Silvia Caimi, Il salto, 2010

Venezia

Vorrei che fosse nero quell’azzurro del cielo

e le nuvole bianche uno scintillio di stelle

gli alberi avvolti in un velo di nebbia

come donne celate dalla fede per l’uomo.

Vorrei che il mare fosse dentro le strade

a bagnare i palazzi e dagli androni  uscissero

cariche di luci gondole silenziose,

che gli uomini viaggiassero lenti sulle acque

accese di smeraldo ai bagliori delle lampade

e sulla grande piazza sentissero il profumo

della solitudine.

Vorrei che tu accanto ponessi la tua ombra

come un angelo uscito da grotte sommerse

e mi offrissi il tuo viso di donna svelata

in quest’alba in cui il mondo

è una Venezia languida

e le colombe volano su un mare inesistente.

  1. giuliana sanvitale scrive:

    La trovo splendida. C’è tanto languore, tanta pittura, una musica sottesa che accompagna queste ore veneziane.
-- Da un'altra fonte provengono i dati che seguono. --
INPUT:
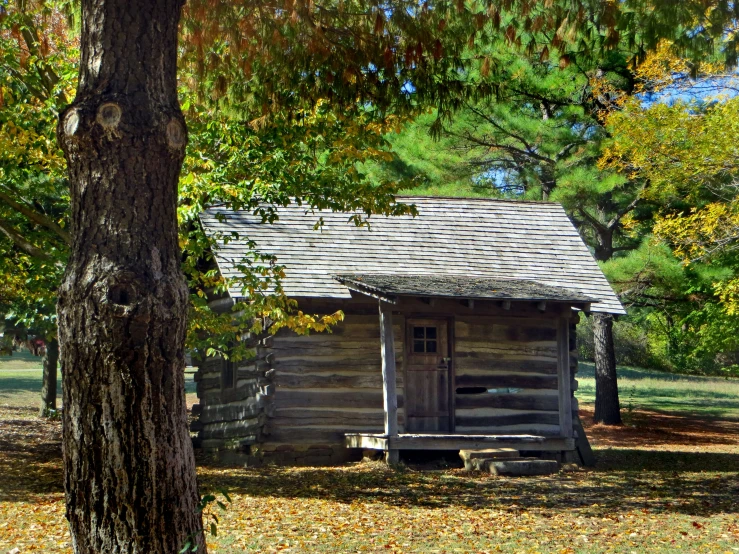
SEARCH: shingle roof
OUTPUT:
[200,197,625,314]
[334,273,597,303]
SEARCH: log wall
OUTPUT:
[265,314,404,447]
[191,332,274,450]
[193,300,577,464]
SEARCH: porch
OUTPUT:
[337,275,591,463]
[345,433,575,452]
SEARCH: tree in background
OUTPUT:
[603,52,739,372]
[0,3,77,415]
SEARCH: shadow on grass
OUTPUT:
[203,449,739,517]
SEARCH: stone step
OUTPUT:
[481,458,559,477]
[459,448,521,471]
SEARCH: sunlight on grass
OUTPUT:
[0,352,41,371]
[576,362,739,419]
[0,364,198,408]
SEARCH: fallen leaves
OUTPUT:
[0,408,739,554]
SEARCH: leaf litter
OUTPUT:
[0,408,739,554]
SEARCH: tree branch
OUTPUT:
[0,219,54,262]
[0,185,72,245]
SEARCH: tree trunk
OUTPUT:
[592,313,621,425]
[58,0,205,554]
[39,339,59,417]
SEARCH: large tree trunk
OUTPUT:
[58,0,205,554]
[39,339,59,417]
[592,313,621,425]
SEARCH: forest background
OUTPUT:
[0,2,739,418]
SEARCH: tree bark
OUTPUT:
[39,339,59,417]
[58,0,205,554]
[592,313,621,425]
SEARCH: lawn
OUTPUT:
[0,364,739,553]
[576,362,739,419]
[0,352,197,408]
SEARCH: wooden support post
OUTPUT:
[557,317,574,438]
[380,301,400,464]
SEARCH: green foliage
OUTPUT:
[0,4,79,338]
[600,239,739,375]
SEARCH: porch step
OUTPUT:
[459,448,521,471]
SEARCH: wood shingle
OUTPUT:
[201,197,625,314]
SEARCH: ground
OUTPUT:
[0,356,739,554]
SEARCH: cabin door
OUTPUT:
[404,319,451,433]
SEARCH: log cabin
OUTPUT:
[192,197,625,464]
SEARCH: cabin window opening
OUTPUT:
[413,326,438,354]
[221,360,236,389]
[457,387,488,394]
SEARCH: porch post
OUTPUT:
[557,317,574,438]
[380,300,400,464]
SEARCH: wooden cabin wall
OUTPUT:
[191,339,274,450]
[454,315,577,436]
[264,308,404,450]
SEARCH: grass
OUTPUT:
[0,352,197,408]
[576,362,739,419]
[0,366,739,554]
[0,351,41,371]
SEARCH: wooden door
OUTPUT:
[404,319,451,433]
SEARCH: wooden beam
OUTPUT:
[557,317,574,438]
[380,301,400,464]
[345,433,575,452]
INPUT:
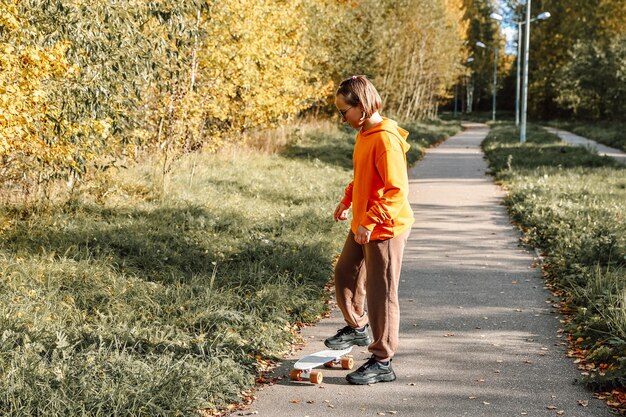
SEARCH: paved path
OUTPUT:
[241,124,610,417]
[545,127,626,164]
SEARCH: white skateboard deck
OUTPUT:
[293,346,352,371]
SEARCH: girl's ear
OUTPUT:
[359,103,366,120]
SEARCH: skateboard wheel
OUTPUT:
[309,371,324,384]
[341,358,354,369]
[289,369,302,381]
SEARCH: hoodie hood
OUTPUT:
[361,117,411,153]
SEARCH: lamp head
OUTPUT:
[537,12,552,20]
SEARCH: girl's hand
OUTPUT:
[354,225,372,245]
[333,203,348,222]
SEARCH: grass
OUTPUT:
[483,123,626,387]
[283,120,461,170]
[0,118,456,417]
[548,120,626,152]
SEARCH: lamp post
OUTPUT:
[515,12,551,127]
[476,13,502,122]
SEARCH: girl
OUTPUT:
[324,75,413,384]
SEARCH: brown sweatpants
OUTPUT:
[335,230,410,360]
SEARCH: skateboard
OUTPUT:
[289,346,354,384]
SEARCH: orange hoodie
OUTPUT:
[341,118,414,240]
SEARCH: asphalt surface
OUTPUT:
[244,124,611,417]
[545,127,626,164]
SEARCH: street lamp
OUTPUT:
[476,13,502,122]
[454,56,474,118]
[515,12,551,127]
[518,0,550,144]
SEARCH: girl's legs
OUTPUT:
[335,231,368,329]
[363,230,410,361]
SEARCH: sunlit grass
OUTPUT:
[483,124,626,386]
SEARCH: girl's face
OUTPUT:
[335,94,365,129]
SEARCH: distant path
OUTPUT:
[544,126,626,164]
[241,124,610,417]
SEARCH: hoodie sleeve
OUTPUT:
[361,147,409,231]
[341,181,354,208]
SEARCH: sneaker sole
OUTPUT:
[346,373,396,385]
[324,339,372,350]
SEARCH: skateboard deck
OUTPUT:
[289,346,354,384]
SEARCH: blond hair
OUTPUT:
[336,75,383,119]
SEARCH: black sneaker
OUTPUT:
[324,325,372,350]
[346,356,396,385]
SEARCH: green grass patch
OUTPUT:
[483,123,626,387]
[549,120,626,152]
[0,118,458,417]
[283,120,461,170]
[0,142,349,416]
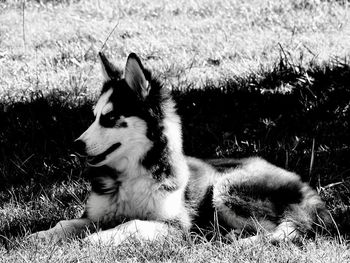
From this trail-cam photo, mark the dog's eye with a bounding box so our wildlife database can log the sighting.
[100,113,117,127]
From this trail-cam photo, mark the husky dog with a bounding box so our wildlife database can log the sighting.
[28,53,329,245]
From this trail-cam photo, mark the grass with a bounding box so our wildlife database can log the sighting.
[0,0,350,262]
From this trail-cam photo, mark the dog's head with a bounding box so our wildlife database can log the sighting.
[75,53,160,170]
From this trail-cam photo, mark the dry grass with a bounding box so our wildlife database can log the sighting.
[0,0,350,262]
[0,0,350,96]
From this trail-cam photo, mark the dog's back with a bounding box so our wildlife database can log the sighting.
[186,158,331,241]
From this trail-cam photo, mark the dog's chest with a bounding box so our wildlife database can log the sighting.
[86,177,164,223]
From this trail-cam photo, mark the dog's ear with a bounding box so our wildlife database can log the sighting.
[125,53,149,98]
[98,52,122,80]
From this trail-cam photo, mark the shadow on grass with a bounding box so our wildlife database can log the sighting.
[0,57,350,241]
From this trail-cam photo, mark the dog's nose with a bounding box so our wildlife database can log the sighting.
[73,140,86,156]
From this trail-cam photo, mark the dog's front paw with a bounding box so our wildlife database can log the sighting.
[83,231,121,246]
[25,230,55,243]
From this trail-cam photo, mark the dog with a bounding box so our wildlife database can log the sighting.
[27,53,330,246]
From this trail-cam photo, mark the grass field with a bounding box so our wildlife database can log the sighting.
[0,0,350,262]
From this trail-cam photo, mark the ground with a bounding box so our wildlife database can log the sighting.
[0,0,350,262]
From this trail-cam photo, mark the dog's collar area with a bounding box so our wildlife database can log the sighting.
[87,142,122,165]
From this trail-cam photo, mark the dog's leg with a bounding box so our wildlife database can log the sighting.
[238,222,299,245]
[84,220,170,246]
[27,218,93,241]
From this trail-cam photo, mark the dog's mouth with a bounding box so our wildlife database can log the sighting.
[87,142,122,165]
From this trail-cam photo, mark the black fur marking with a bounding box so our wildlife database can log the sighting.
[185,186,230,236]
[225,182,303,221]
[98,52,122,79]
[102,70,174,187]
[87,166,120,195]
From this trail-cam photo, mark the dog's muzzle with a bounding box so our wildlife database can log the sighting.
[87,142,122,165]
[73,140,87,157]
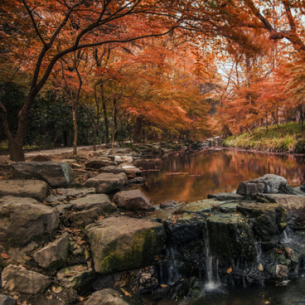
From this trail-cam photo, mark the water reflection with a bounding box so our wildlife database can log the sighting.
[138,150,305,204]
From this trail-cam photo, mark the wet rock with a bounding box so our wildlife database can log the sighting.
[85,159,117,169]
[85,217,165,274]
[99,165,125,174]
[0,196,59,245]
[57,265,94,292]
[12,161,72,187]
[33,233,69,269]
[168,277,205,305]
[237,174,293,196]
[0,294,16,305]
[115,266,159,294]
[237,203,286,242]
[112,190,155,211]
[255,194,305,230]
[85,288,144,305]
[164,214,205,244]
[160,200,177,209]
[208,193,244,201]
[0,180,49,201]
[1,265,51,294]
[86,173,128,194]
[207,214,256,264]
[56,187,96,197]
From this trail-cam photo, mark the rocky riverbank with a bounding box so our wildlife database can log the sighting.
[0,144,305,305]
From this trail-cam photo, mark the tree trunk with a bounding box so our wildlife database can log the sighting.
[103,102,110,144]
[72,109,77,156]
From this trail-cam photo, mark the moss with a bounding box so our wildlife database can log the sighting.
[223,123,305,153]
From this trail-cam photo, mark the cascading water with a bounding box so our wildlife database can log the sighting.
[204,229,221,290]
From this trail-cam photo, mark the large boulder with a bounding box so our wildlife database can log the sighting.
[85,217,165,274]
[33,233,69,269]
[260,194,305,230]
[237,174,293,196]
[68,194,117,227]
[85,158,117,169]
[1,265,51,294]
[0,180,49,201]
[0,196,59,245]
[86,173,128,194]
[57,265,94,292]
[85,288,144,305]
[207,214,256,267]
[112,190,155,211]
[12,161,72,187]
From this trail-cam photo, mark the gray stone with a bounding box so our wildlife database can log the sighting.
[85,288,144,305]
[86,173,128,194]
[237,174,293,196]
[85,217,166,274]
[12,161,72,187]
[112,190,155,211]
[0,196,59,245]
[0,294,16,305]
[1,265,51,294]
[208,193,244,201]
[0,180,49,201]
[57,265,94,292]
[85,159,117,169]
[33,233,69,269]
[56,187,96,197]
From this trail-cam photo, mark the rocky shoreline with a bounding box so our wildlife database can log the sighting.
[0,147,305,305]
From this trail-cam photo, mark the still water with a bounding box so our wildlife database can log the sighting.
[137,150,305,204]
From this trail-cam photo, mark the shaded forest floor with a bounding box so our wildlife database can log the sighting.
[223,123,305,153]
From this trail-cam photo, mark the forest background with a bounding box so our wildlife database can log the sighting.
[0,0,305,161]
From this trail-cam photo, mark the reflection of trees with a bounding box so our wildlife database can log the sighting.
[138,151,305,203]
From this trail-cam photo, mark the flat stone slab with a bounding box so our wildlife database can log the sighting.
[85,217,166,274]
[0,180,49,201]
[12,161,72,187]
[0,196,59,245]
[1,265,51,294]
[85,173,128,194]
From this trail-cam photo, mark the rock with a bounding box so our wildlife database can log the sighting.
[33,233,69,269]
[160,200,177,209]
[1,265,51,294]
[0,196,59,245]
[70,194,116,213]
[0,180,49,201]
[121,165,142,178]
[237,174,293,196]
[86,173,128,194]
[99,165,125,174]
[57,265,94,292]
[237,203,286,242]
[164,214,205,244]
[85,159,117,169]
[112,190,155,211]
[85,217,165,274]
[208,193,244,201]
[168,277,205,305]
[0,294,16,305]
[12,161,72,187]
[261,194,305,230]
[128,177,146,184]
[207,214,256,267]
[56,187,96,197]
[32,155,52,162]
[85,288,144,305]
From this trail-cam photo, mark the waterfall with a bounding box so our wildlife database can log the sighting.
[204,229,221,290]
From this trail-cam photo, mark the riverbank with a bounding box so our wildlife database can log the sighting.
[223,123,305,153]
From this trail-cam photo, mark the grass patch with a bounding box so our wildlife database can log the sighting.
[223,123,305,153]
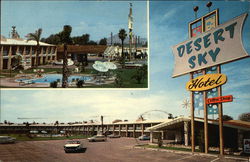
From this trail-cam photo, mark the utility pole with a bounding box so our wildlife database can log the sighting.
[101,115,103,134]
[128,3,133,60]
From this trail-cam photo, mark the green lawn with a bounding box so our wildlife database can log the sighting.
[85,69,148,88]
[142,145,219,154]
[0,68,148,88]
[1,134,89,141]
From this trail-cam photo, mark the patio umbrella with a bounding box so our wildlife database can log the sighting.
[92,64,109,72]
[103,62,117,70]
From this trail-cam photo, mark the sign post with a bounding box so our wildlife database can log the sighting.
[172,2,249,155]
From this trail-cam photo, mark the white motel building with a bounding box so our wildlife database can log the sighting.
[0,36,57,70]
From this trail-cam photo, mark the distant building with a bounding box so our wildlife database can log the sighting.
[0,35,57,70]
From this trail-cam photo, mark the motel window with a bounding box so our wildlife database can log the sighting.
[47,47,51,54]
[3,46,10,56]
[51,47,55,54]
[25,46,30,55]
[12,46,17,55]
[18,46,24,55]
[43,47,46,54]
[32,47,36,55]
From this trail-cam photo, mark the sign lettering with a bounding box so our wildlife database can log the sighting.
[206,95,233,104]
[186,74,227,91]
[173,13,249,77]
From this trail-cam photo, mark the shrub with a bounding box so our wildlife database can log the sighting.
[50,81,57,88]
[76,80,84,88]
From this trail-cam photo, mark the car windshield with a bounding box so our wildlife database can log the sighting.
[67,141,80,144]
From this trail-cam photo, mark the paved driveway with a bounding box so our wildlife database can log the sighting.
[0,138,247,162]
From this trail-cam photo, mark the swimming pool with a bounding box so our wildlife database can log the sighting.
[16,74,93,83]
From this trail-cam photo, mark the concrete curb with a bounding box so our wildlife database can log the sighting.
[132,146,250,162]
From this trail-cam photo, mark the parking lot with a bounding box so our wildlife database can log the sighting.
[0,138,246,162]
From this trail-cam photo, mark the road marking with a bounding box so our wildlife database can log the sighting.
[210,158,220,162]
[176,155,194,161]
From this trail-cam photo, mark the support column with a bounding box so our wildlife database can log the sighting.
[7,46,12,69]
[133,124,136,138]
[54,47,57,61]
[150,131,154,143]
[141,124,144,135]
[30,46,34,67]
[22,46,26,64]
[184,121,189,146]
[161,131,164,140]
[126,124,128,137]
[45,47,49,63]
[50,47,53,62]
[202,70,208,154]
[32,49,39,66]
[217,65,224,155]
[190,73,195,153]
[87,125,90,135]
[39,47,43,65]
[0,46,3,70]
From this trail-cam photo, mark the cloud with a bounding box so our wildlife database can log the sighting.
[2,91,189,122]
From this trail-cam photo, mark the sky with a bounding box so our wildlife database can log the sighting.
[1,0,147,41]
[1,1,250,122]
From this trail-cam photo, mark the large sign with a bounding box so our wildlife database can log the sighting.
[186,73,227,91]
[244,139,250,154]
[173,13,249,77]
[206,95,233,104]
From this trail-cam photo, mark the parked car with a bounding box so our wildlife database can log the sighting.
[138,135,150,140]
[64,140,86,153]
[108,134,121,138]
[0,136,16,144]
[88,135,107,142]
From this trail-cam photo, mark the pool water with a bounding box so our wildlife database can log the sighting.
[16,74,93,83]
Un desiderio di osmosi con la città, un liquefarsi di acque e di persone, “i viaggiatori lenti e le gondole silenti” E l’attesa dell’angelo si configura con l’ombra di un corpo e un viso velato di donna, magnifica metafora di una città da sempre magica.
    Giuliana

  2. tinamannelli scrive:

    Che bella! Stupenda dedica ad una città che
    sa di antico e di magico. Sei riuscito a farne un quadro speciale con il mare che entra nelle strade e con le gondole che escono dagli androni.
    Venezia con la sua diversa bellezza. Magnifica visione.

  3. paola pdr scrive:

    Vorrei un cielo di quelli che non lasciano indifferenti, confrontarmi con la solitudine dei tanti, una solitudine che sia musa-ispiratrice, che faccia uscire dai nascondigli. Vorrei ancora sorprendermi, vorrei cancellare il languore di un presente addomesticato.

  4. Dony scrive:

    Un autentico splendore questa poesia, un gioiello che ad ogni rilettura mi dona l’emozione viva e struggente di un luogo magico.